Scattered phrases and citations in a red font take up three of the four stark white walls. Another wall is filled with images of books, architecture, maps, graphs and visuals, much resembling a giant inspiration board. Footnotes and references line the bottom half of each wall.

In order to read all the words and see the images, the viewer must make their way around the room, crouch down and stand on their toes. A zine featuring an accompanying essay can also be found at the reception. The necessary interaction creates a relationship between the viewer and the work as they literally walk through the artist’s research process.

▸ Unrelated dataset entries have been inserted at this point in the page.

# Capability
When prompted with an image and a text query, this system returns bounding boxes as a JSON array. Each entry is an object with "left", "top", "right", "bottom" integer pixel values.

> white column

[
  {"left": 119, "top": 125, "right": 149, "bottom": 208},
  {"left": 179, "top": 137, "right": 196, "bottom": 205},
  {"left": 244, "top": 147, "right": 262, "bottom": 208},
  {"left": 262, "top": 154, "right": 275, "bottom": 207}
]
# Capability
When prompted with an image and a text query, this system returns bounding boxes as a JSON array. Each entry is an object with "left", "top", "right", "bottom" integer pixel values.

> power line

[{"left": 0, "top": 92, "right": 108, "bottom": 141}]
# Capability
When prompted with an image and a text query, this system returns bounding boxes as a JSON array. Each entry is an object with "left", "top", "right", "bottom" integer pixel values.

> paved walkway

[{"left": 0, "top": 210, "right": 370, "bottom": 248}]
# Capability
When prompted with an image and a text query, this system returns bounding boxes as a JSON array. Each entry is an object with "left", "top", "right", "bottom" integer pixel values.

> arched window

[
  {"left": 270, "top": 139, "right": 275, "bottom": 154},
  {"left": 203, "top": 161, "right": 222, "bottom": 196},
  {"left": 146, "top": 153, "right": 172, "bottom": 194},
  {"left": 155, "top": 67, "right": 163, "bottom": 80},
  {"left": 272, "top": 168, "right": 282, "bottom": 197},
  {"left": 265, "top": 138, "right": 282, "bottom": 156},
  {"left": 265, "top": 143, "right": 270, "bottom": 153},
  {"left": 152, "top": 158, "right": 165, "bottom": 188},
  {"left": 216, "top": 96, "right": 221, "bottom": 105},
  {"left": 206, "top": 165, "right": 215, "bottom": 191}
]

The project, which began as a result of an archival file for Grauerholz’s project Reading Room for the Working Artist, investigates primarily the idea of the self from an archival perspective. In an accompanying essay bearing the same name as the exhibition, Grauerholz writes, “The words ‘writing’ or ‘author’ have become synonymous in my mind to ‘creating, making (art), thinking,’ etc.”

References attributed to renowned novelists and philosophers Umberto Eco, Jorge Luis Borges, Marshall McLuhan, Michel Foucault and Aristotle are among the gathered writings and documents. Through these, Grauerholz explores the creation of the text and a foundation for visual art.

Much like artist Adam Pendleton’s Black Dada Reader, a collection of texts about African-American culture and aesthetics that inspired his artistic work, The Empty S(h)elf is an archive. It’s a series of collected documents kept to demonstrate a record and information about the book, the library and the individual.

Similar to the artist’s chosen references and phrases displayed throughout the space, the content in the books is up for interpretation. Their significance will differ greatly from one person to the next, impacted by one’s personal and collective experiences and histories.

The Empty S(h)elf is Grauerholz’s assemblage of the items that demonstrate the importance of the text, and the significance of research-based art as a tool to display and communicate her interest in the use of the artist’s book.

The Empty S(h)elf is on display at Artexte, at 2 Ste-Catherine St. E, Suite 301, until Jan. 25, 2020. The gallery is open Wednesday to Friday from 12 to 7 p.m., and Saturday from 12 to 5 p.m.